Brindo para no dormir mas nunca, y que en ese atajo de este insomnio que no me corresponde pueda olvidar la sensacion de mis codos y mis hombros, para retrasar la tentacion de acariciarte en mi espalda y en el perfil de mi muslo izquierdo y mi tobillo acalambrado. Me trasnocho para trasnochar inutilmente lo que se ha nombrado como mi vida, para no existir en los andamios que me susurran al oido en la luz mas brillante que se persigna con su tiempo y espacio compartido.

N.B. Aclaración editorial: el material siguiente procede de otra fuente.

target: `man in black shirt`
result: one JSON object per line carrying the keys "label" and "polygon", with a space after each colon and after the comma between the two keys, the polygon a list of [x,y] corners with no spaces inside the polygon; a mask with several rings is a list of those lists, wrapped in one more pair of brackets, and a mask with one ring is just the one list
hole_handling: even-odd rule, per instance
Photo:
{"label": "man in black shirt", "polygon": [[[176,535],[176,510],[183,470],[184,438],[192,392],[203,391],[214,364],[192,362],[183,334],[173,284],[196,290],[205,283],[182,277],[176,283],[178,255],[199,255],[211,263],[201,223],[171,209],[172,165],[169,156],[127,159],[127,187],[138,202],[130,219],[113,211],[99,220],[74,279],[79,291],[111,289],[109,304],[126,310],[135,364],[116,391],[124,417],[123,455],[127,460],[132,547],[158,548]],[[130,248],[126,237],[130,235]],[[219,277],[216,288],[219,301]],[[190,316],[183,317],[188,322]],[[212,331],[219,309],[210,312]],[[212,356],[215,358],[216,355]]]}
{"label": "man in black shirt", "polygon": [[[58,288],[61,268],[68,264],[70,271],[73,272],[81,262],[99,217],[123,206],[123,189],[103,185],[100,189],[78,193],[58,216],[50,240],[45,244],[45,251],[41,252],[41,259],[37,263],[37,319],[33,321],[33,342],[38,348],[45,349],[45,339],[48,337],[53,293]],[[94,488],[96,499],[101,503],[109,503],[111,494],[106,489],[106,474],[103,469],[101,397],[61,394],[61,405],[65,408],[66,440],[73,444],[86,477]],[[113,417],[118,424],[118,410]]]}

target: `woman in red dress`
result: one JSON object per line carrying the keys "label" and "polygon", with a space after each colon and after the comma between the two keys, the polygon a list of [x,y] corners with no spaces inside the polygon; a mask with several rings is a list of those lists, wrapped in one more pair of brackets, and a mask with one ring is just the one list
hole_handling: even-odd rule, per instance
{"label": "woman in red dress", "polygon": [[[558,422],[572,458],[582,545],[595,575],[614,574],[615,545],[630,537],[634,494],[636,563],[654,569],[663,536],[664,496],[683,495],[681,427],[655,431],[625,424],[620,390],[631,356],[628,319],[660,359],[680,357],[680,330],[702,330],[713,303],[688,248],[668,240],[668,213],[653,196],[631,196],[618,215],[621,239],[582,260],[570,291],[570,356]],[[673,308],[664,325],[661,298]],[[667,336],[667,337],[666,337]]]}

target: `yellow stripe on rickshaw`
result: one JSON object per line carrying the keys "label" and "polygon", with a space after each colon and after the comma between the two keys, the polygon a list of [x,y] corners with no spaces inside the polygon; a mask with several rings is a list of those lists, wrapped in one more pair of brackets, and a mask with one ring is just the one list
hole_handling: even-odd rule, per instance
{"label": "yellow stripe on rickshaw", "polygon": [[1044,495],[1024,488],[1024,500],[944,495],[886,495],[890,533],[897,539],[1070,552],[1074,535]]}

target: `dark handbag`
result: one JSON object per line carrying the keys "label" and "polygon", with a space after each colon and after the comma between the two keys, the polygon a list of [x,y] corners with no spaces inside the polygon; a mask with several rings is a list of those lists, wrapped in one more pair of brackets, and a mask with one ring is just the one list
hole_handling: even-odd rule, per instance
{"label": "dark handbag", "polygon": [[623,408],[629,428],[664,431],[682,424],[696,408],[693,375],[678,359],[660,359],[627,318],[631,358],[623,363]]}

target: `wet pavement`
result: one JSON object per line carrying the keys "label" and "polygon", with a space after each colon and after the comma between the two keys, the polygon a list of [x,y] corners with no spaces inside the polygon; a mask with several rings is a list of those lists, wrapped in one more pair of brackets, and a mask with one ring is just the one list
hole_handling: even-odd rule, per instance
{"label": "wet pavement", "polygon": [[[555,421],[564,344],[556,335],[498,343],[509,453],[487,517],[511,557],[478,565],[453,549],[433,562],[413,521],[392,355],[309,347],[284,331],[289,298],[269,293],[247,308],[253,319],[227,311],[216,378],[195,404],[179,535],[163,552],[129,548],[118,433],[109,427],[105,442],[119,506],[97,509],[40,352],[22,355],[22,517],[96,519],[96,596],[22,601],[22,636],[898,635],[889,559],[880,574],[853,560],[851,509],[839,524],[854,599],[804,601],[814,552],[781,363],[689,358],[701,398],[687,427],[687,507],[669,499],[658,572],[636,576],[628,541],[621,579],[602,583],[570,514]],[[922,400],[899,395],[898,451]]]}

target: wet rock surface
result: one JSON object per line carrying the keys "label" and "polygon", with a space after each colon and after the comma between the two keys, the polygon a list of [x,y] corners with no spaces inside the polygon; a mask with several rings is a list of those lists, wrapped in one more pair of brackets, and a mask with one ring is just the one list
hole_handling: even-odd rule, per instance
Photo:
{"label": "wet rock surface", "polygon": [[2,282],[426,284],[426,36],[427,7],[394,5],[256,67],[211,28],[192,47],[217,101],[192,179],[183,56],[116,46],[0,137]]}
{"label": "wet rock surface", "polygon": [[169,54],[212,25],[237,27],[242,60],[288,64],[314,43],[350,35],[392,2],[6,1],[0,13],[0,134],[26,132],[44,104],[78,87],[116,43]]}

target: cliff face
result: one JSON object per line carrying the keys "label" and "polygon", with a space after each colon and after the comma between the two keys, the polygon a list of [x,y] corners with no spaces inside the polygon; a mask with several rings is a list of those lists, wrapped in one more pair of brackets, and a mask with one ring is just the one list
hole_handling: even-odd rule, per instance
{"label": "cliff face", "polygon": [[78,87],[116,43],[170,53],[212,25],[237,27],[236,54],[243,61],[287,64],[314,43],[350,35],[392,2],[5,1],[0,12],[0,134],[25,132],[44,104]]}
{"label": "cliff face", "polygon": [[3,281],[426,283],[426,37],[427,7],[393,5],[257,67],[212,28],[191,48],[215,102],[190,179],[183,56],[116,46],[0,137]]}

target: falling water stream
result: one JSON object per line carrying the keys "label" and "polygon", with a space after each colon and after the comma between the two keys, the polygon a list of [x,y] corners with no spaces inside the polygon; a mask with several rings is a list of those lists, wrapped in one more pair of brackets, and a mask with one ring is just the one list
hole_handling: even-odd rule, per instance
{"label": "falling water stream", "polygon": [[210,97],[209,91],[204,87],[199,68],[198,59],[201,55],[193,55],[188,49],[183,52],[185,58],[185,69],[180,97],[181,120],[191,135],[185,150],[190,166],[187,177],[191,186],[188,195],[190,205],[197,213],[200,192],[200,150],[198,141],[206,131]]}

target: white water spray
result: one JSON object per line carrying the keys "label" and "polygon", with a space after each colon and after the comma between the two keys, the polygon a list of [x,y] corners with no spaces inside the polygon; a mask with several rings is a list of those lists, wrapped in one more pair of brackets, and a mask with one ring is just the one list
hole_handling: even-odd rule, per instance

Me trasnocho porque te estoy llamando, porque extraño el gen que desconchabas en mi vientre y mi garganta cuando yo con mil temblores te explicaba mi sentido, cuando yo te lo prohibia y no entendias mis palabras, cuando yo solo te olia pero nunca te escuchaba, cuando mi almohada sabia a azufre y mis muñecas se burlaban del resto de mis brazos, cuando tu me escalabas y yo lloraba enterrada en mi ventana.
Mis poros sangran cafeina, nicotina, dislocaciones y licor muy añejado, sangran tus pronunciaciones y tus apoplejias; mis caderas bailan con tu duelo y mis pestañas con el luto de mi propia decadencia.
Mi colchon es un abismo que me añora cuando exijo otro de los eternos cursos que arrastrabas en mi divagancia, cuando te empujaba y me atormentabas, cuando el dolor era mi desayuno y mi alimento era la muerte, cuando no existia otra fusion que no fuese la mia con mi espejo (imagen fermentada en otra imagen), cuando me bautizabas cada tres minutos y me repartias por lo nacarado de tus dientes, siempre en silencio, siempre resignada a la rebeldia que te demostraba y en la que tu te acomodabas con las intenciones mas efervescentes en esa lucida ocurrencia.
Ahora que me he obligado a transitar por lo que no me he permitido, no me duchas con tu descortes remordimiento, no acaricias el reverso de mi cuello con la oscura luz de tu congoja y tus angustias.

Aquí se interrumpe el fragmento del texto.